Tillie came to teach us how to make dancing gloves. Shaped like mittens, these gloves have tiny bells sewn along the top edge, as if at the tip of each finger. When they’re worn for dancing traditional Inupiaq dances, the bells tinkle—a sound that is believed to welcome the animal spirits to return for the dance. We made our gloves out of felt and rickrack rather than fur. I wrote each students’ name in magic marker on the back of each pair of gloves, and passed them out when other elders came in to teach us dancing.

For each dancing practice, I’d stack up most of the chairs and tables in one corner of the room and push the slide and play equipment back into another corner. One row of chairs was lined up against the back wall for the several elder men to sit on as they drummed for us. The large, flat drum bellies were taut with the skin of bearded seals. In between the songs they beat out, the men took breaks to splash water onto the drum bellies to keep them soft. They beat on them with rigid strips of baleen.

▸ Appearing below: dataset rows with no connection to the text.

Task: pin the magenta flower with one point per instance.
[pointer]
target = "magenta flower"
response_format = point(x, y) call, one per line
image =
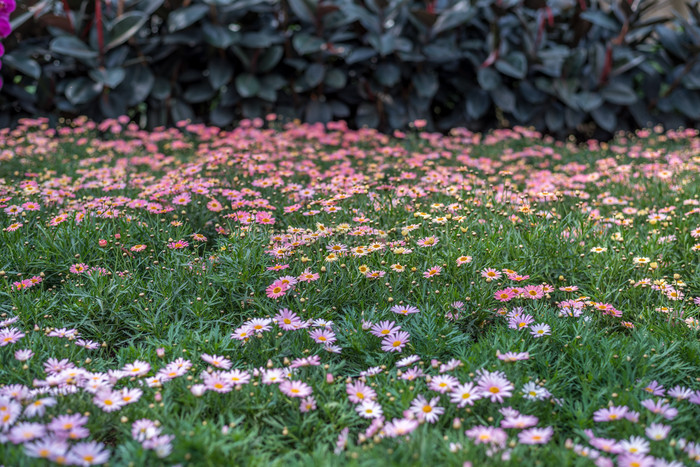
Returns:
point(295, 388)
point(395, 342)
point(5, 27)
point(495, 386)
point(536, 435)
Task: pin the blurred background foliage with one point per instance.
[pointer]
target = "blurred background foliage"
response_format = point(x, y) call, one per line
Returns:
point(563, 66)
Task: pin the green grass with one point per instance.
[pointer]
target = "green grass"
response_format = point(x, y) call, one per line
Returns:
point(561, 201)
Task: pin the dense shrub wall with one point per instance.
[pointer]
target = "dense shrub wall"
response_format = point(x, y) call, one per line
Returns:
point(569, 66)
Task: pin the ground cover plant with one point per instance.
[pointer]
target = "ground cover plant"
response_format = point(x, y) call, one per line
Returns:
point(300, 294)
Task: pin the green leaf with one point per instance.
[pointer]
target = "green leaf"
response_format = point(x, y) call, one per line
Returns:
point(514, 65)
point(387, 74)
point(314, 74)
point(82, 90)
point(26, 65)
point(222, 116)
point(588, 101)
point(478, 103)
point(360, 55)
point(161, 88)
point(504, 98)
point(317, 111)
point(600, 18)
point(125, 27)
point(72, 47)
point(619, 93)
point(605, 117)
point(426, 84)
point(270, 58)
point(306, 44)
point(198, 93)
point(687, 102)
point(457, 15)
point(111, 77)
point(218, 36)
point(139, 83)
point(247, 85)
point(488, 78)
point(149, 6)
point(367, 116)
point(303, 10)
point(335, 79)
point(185, 17)
point(179, 111)
point(220, 72)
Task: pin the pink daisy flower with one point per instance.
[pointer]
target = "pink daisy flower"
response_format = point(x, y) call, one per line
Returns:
point(395, 342)
point(295, 388)
point(536, 435)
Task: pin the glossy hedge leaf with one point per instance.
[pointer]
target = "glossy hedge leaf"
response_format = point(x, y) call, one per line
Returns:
point(360, 55)
point(220, 72)
point(149, 6)
point(687, 102)
point(267, 94)
point(367, 115)
point(504, 98)
point(72, 47)
point(605, 117)
point(387, 74)
point(488, 78)
point(618, 93)
point(270, 58)
point(588, 101)
point(180, 111)
point(161, 88)
point(306, 44)
point(110, 77)
point(335, 79)
point(198, 93)
point(222, 116)
point(273, 81)
point(314, 74)
point(317, 111)
point(457, 15)
point(477, 104)
point(554, 118)
point(80, 91)
point(600, 18)
point(185, 17)
point(218, 36)
point(139, 83)
point(426, 84)
point(514, 65)
point(112, 105)
point(302, 10)
point(26, 65)
point(247, 85)
point(125, 27)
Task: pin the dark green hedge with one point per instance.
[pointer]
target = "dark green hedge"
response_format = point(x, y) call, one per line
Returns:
point(564, 66)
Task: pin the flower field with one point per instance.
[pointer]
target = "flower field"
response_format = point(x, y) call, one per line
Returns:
point(310, 295)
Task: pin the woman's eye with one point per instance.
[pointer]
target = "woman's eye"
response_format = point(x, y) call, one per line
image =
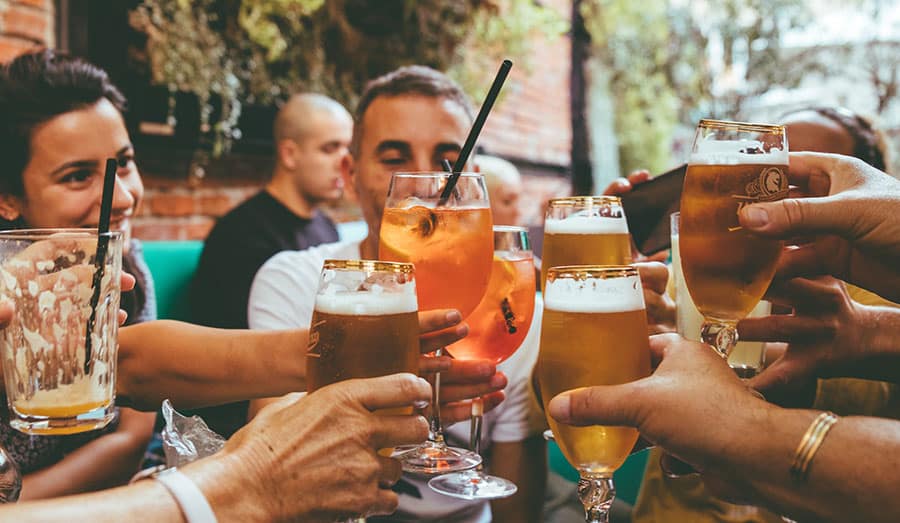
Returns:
point(80, 176)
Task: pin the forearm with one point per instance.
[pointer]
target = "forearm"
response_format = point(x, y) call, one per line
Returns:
point(852, 477)
point(199, 366)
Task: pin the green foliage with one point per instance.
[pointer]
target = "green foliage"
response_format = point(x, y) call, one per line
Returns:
point(659, 54)
point(260, 51)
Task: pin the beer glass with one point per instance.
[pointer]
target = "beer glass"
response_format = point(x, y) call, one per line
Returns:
point(594, 332)
point(450, 243)
point(496, 330)
point(365, 324)
point(585, 230)
point(59, 351)
point(748, 357)
point(727, 269)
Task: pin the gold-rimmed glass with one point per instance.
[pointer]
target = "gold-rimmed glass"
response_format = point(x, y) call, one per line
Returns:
point(726, 268)
point(594, 332)
point(585, 230)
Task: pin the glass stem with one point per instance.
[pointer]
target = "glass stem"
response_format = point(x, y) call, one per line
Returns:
point(437, 432)
point(475, 432)
point(596, 493)
point(721, 336)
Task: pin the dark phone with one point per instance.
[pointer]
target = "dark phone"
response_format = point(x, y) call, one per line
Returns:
point(647, 209)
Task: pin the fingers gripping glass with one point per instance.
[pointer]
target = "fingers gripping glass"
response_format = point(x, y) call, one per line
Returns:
point(498, 327)
point(450, 243)
point(726, 268)
point(594, 332)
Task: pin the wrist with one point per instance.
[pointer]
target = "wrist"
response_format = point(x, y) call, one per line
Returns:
point(223, 483)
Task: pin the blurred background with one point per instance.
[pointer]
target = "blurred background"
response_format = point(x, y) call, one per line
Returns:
point(600, 87)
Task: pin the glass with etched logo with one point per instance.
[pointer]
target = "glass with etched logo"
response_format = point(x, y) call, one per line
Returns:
point(726, 268)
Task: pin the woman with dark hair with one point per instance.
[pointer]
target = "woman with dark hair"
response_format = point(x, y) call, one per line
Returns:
point(62, 117)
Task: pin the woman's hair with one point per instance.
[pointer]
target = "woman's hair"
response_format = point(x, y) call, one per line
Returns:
point(35, 88)
point(869, 144)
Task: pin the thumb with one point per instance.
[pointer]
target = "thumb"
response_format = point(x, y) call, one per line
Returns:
point(598, 405)
point(796, 217)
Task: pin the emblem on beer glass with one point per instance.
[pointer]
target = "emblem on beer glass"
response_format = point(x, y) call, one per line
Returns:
point(771, 186)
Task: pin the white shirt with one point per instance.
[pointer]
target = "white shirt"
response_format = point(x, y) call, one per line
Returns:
point(283, 297)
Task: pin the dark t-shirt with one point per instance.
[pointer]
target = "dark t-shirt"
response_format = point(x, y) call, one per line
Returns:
point(238, 245)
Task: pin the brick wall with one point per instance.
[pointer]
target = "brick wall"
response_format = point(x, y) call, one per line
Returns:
point(530, 125)
point(24, 25)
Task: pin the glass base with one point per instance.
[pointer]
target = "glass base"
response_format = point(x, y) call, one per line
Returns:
point(432, 458)
point(57, 426)
point(472, 484)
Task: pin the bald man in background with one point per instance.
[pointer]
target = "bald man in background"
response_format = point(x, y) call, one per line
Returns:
point(312, 134)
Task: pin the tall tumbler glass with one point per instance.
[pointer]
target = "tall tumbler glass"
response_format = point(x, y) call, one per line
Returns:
point(594, 332)
point(451, 245)
point(59, 352)
point(726, 268)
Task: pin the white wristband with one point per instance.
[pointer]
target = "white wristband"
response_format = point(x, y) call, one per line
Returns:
point(190, 499)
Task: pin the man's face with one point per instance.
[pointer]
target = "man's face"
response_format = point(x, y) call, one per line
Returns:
point(319, 155)
point(406, 133)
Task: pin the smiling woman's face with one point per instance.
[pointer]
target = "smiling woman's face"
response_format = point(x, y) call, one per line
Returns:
point(63, 180)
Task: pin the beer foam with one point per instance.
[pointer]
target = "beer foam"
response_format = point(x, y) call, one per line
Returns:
point(586, 225)
point(351, 303)
point(594, 295)
point(722, 152)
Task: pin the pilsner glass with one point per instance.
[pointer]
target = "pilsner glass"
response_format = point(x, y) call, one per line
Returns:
point(594, 332)
point(450, 243)
point(496, 330)
point(585, 230)
point(365, 324)
point(748, 357)
point(727, 269)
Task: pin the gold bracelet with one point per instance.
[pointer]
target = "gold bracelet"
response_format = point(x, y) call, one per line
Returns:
point(810, 444)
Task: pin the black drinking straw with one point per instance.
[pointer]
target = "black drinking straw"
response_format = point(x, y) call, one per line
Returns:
point(475, 131)
point(109, 183)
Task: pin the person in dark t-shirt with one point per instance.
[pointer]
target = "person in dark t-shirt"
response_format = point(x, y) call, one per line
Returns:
point(312, 134)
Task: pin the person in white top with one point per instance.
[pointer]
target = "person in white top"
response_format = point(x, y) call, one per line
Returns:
point(410, 120)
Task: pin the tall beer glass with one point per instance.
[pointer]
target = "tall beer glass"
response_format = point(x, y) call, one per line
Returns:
point(364, 325)
point(748, 357)
point(496, 330)
point(585, 230)
point(727, 269)
point(451, 245)
point(365, 322)
point(594, 332)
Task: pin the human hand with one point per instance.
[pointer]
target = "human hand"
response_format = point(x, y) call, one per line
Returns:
point(461, 380)
point(849, 208)
point(621, 186)
point(660, 307)
point(828, 335)
point(691, 386)
point(314, 458)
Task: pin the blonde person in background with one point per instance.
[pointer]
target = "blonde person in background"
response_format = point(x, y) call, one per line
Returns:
point(817, 129)
point(504, 184)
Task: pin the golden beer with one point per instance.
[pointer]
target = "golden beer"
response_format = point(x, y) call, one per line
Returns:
point(588, 230)
point(727, 269)
point(451, 248)
point(594, 332)
point(363, 330)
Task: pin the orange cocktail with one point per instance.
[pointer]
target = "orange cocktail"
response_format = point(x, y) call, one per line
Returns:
point(450, 244)
point(499, 324)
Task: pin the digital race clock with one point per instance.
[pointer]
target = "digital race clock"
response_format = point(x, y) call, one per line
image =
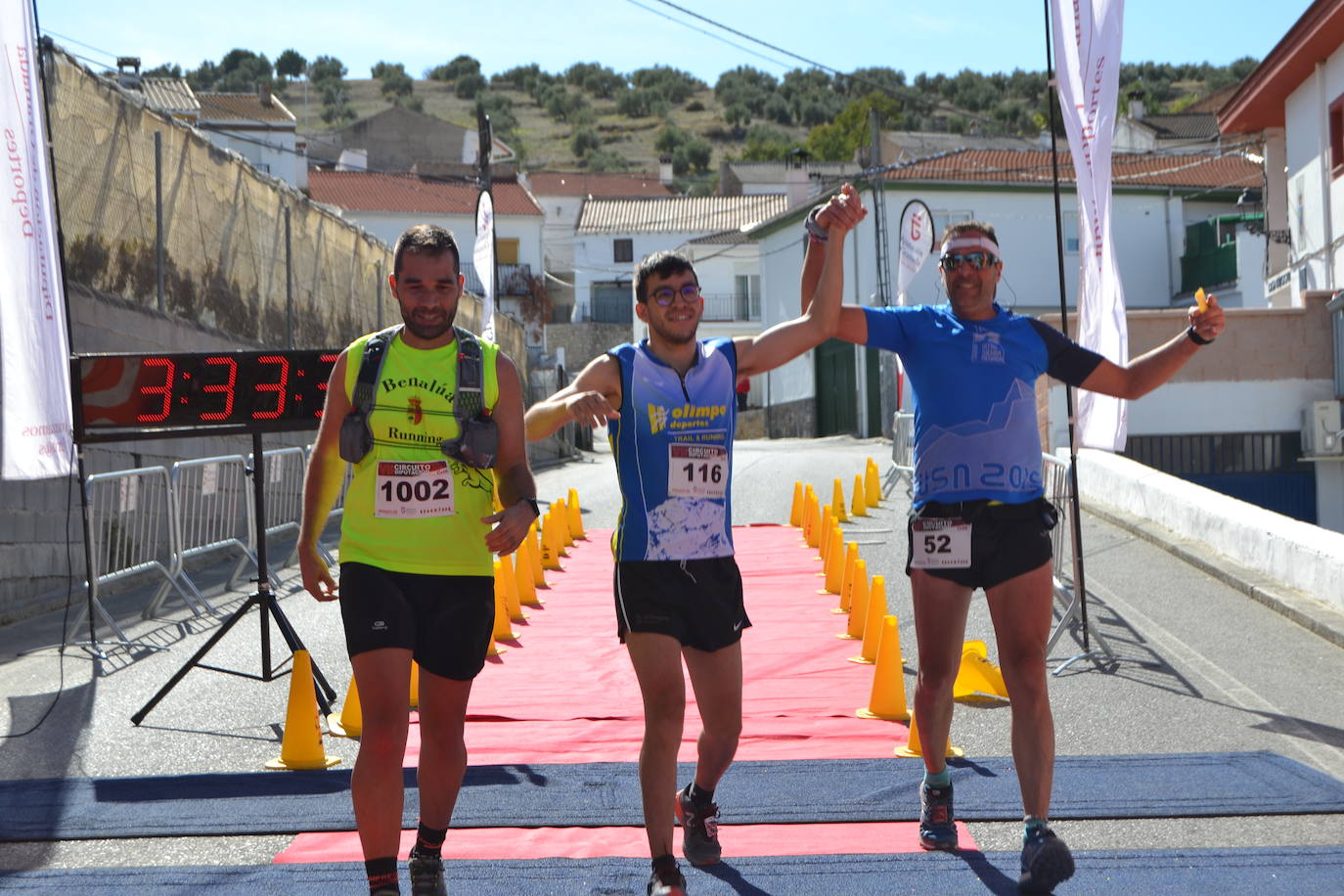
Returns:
point(119, 396)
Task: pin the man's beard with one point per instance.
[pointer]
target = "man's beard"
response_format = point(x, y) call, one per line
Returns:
point(428, 331)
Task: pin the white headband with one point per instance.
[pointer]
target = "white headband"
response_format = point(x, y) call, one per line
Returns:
point(963, 242)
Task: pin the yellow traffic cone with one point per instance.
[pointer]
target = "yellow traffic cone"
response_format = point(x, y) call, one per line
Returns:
point(349, 720)
point(873, 484)
point(575, 516)
point(858, 507)
point(504, 576)
point(977, 676)
point(873, 623)
point(834, 563)
point(888, 677)
point(523, 575)
point(301, 747)
point(858, 604)
point(837, 503)
point(503, 632)
point(851, 558)
point(913, 747)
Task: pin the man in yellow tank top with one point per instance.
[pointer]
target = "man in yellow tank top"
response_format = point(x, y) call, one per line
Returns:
point(417, 538)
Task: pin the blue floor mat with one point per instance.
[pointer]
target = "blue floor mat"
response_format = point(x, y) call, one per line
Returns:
point(1301, 870)
point(603, 794)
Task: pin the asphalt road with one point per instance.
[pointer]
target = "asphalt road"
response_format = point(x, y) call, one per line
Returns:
point(1199, 666)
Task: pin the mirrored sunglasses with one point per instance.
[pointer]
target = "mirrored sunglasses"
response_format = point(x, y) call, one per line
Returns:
point(976, 259)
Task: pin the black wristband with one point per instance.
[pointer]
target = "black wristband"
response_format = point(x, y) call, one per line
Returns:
point(1195, 337)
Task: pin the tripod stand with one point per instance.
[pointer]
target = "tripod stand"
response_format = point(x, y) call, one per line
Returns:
point(265, 601)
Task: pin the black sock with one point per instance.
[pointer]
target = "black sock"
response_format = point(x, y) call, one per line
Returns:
point(428, 841)
point(381, 874)
point(701, 798)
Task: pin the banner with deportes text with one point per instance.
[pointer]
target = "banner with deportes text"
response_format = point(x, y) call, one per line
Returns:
point(36, 427)
point(1088, 36)
point(482, 256)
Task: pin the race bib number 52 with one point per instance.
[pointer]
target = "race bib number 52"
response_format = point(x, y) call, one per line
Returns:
point(940, 543)
point(413, 489)
point(697, 470)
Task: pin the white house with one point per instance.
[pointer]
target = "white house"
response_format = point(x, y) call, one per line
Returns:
point(387, 204)
point(258, 128)
point(1294, 104)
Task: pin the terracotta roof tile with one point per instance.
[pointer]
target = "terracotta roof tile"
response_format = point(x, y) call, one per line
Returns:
point(678, 214)
point(1128, 169)
point(577, 183)
point(371, 191)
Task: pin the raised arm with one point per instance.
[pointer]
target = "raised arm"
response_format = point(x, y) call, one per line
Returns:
point(1148, 371)
point(592, 399)
point(511, 469)
point(322, 485)
point(789, 338)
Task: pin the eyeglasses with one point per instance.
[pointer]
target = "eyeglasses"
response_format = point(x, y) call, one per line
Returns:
point(976, 259)
point(664, 295)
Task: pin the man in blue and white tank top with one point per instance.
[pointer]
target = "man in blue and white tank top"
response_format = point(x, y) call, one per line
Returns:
point(669, 406)
point(978, 517)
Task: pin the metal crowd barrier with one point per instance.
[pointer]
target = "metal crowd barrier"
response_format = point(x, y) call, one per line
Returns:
point(214, 511)
point(132, 529)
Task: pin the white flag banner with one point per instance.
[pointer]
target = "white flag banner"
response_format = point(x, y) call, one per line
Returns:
point(916, 245)
point(1088, 36)
point(36, 427)
point(482, 256)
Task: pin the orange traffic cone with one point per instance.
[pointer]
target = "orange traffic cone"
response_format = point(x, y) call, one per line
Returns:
point(301, 747)
point(349, 720)
point(888, 677)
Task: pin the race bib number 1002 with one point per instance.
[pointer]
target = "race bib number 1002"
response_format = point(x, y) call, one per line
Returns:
point(940, 543)
point(413, 489)
point(697, 470)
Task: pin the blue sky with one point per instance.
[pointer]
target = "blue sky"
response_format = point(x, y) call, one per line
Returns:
point(632, 34)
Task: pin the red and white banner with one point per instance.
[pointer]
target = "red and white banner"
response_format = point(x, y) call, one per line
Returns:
point(36, 437)
point(482, 258)
point(1088, 36)
point(917, 241)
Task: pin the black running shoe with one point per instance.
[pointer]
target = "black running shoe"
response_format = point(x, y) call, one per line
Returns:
point(700, 830)
point(426, 874)
point(668, 881)
point(937, 828)
point(1046, 863)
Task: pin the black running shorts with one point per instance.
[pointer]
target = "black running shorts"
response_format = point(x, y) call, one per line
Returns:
point(445, 621)
point(697, 602)
point(1006, 539)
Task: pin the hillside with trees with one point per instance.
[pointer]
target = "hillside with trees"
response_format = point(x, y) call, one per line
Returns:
point(593, 117)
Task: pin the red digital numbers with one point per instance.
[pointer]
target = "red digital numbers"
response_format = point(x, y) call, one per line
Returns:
point(227, 388)
point(162, 388)
point(279, 387)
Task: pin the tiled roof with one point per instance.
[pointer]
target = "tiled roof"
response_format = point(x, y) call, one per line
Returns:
point(575, 183)
point(1128, 169)
point(678, 214)
point(243, 108)
point(169, 94)
point(370, 191)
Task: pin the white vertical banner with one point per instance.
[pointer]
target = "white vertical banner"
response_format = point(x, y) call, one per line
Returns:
point(36, 426)
point(1088, 36)
point(482, 256)
point(916, 245)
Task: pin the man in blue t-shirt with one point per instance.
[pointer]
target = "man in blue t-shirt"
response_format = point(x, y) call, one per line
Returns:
point(978, 517)
point(668, 405)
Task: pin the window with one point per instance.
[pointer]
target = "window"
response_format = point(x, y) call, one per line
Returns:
point(506, 251)
point(1336, 124)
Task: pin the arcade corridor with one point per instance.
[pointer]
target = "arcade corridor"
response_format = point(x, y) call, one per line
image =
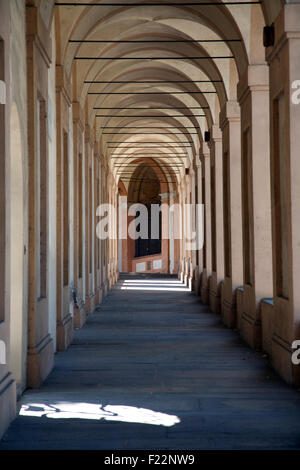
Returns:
point(153, 369)
point(150, 224)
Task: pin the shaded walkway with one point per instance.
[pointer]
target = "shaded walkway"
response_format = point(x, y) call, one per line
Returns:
point(153, 369)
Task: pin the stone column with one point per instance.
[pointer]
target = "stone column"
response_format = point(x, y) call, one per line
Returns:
point(253, 94)
point(165, 232)
point(233, 253)
point(206, 192)
point(199, 228)
point(40, 343)
point(217, 229)
point(78, 129)
point(284, 62)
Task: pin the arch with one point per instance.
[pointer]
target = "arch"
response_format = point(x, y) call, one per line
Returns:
point(16, 229)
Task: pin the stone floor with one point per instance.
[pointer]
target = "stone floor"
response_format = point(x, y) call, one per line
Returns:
point(154, 369)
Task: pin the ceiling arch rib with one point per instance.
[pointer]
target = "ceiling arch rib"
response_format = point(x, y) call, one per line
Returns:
point(188, 81)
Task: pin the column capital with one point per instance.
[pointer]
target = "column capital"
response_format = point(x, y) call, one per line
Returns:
point(164, 196)
point(255, 78)
point(286, 27)
point(215, 133)
point(230, 112)
point(204, 152)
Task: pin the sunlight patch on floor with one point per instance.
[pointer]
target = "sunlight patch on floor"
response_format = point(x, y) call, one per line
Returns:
point(128, 414)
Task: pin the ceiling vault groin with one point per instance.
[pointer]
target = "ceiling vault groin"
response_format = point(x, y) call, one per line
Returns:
point(160, 72)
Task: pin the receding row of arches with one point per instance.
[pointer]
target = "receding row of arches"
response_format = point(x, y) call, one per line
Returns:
point(167, 104)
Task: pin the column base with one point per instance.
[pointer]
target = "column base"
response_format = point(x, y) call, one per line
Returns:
point(205, 287)
point(239, 307)
point(40, 362)
point(79, 316)
point(196, 281)
point(251, 330)
point(90, 303)
point(228, 304)
point(250, 323)
point(64, 332)
point(214, 294)
point(8, 402)
point(282, 360)
point(99, 295)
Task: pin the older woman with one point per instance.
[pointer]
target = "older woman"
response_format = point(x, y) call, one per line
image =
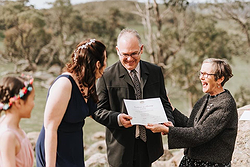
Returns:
point(208, 136)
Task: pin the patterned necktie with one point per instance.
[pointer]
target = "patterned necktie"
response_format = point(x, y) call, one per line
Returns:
point(138, 95)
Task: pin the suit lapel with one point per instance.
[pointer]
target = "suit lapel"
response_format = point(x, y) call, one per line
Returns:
point(144, 74)
point(125, 75)
point(197, 118)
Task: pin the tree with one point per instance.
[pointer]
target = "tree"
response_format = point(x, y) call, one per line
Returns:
point(236, 12)
point(24, 33)
point(178, 38)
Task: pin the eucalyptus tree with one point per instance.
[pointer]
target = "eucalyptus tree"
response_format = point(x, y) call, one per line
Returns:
point(65, 25)
point(178, 38)
point(23, 30)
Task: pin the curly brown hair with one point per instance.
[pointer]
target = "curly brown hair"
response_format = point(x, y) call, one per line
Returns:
point(83, 64)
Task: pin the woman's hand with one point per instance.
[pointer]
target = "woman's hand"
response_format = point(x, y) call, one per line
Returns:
point(169, 123)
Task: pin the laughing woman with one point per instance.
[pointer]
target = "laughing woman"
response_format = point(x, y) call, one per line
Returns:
point(209, 134)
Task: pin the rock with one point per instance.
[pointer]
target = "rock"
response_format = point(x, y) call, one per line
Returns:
point(97, 159)
point(241, 155)
point(33, 136)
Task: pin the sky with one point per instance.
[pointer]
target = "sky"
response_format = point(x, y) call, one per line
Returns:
point(41, 4)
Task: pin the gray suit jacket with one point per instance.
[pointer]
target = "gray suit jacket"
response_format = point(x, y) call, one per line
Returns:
point(112, 88)
point(209, 136)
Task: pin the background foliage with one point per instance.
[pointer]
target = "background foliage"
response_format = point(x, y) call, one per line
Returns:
point(177, 36)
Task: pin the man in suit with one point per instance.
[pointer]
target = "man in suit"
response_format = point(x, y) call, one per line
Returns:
point(125, 145)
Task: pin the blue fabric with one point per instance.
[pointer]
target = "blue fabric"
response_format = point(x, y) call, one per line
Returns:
point(70, 152)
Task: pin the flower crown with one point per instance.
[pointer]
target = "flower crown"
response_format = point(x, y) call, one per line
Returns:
point(83, 46)
point(27, 88)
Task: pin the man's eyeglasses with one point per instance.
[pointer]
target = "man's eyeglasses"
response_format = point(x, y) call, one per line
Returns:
point(204, 74)
point(134, 54)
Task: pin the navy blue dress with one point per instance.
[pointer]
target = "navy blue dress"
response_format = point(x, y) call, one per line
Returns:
point(70, 152)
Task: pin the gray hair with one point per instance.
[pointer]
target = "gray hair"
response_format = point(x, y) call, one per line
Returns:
point(129, 31)
point(221, 69)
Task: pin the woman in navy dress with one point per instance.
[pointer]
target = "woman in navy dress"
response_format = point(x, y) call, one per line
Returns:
point(71, 98)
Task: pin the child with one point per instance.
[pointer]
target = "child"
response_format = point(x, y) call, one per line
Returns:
point(17, 100)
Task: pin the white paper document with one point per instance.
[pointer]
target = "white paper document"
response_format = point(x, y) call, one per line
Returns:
point(245, 116)
point(146, 111)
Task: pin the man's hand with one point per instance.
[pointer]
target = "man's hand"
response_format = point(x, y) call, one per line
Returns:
point(125, 120)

The girls and I bobbed in place and lilted our arms slowly back and forth, as if we were gently swirling water, in the women’s style of dancing, while the boys stomped their feet, leaning slightly forward with their torsos as if they were about to push a heavy object. Sometimes when I didn’t have the motions right, an elder would instruct me, guide my limbs through the move. “Try you,” she’d say, and watch to make sure I had it right.  We all chanted monotonously and gutturally. “A ya ya. A ya ya.” Later, we’d perform our dance together at the school’s Christmas program. I loved moving in unison with my students and the village elders, held by an ancient rhythm singing in a language I didn’t understand.

How To Be Buried

One afternoon in December it will begin to snow. And it will keep snowing. You’ll walk out your door and you’ll greet a thick curtain of snow—snow thick as batter, snow whipped up all around you into stiff peaks like meringue but tall as trees. The snow is relentless, falls and won’t be stopped. It gives up against anything it can. The days go blind with its billions of tiny gestures that fall like an erasure of anything but drift. The air thickens with it, draws in like a net.

You’ll walk around in a bubble of white. Everything else is muffled. No sound beyond the soft, padding swish of each step, and sometimes you’ll think that what you’re actually hearing is the shifting, loosening motions of joints and muscles from within your own body, which has also filled with snow.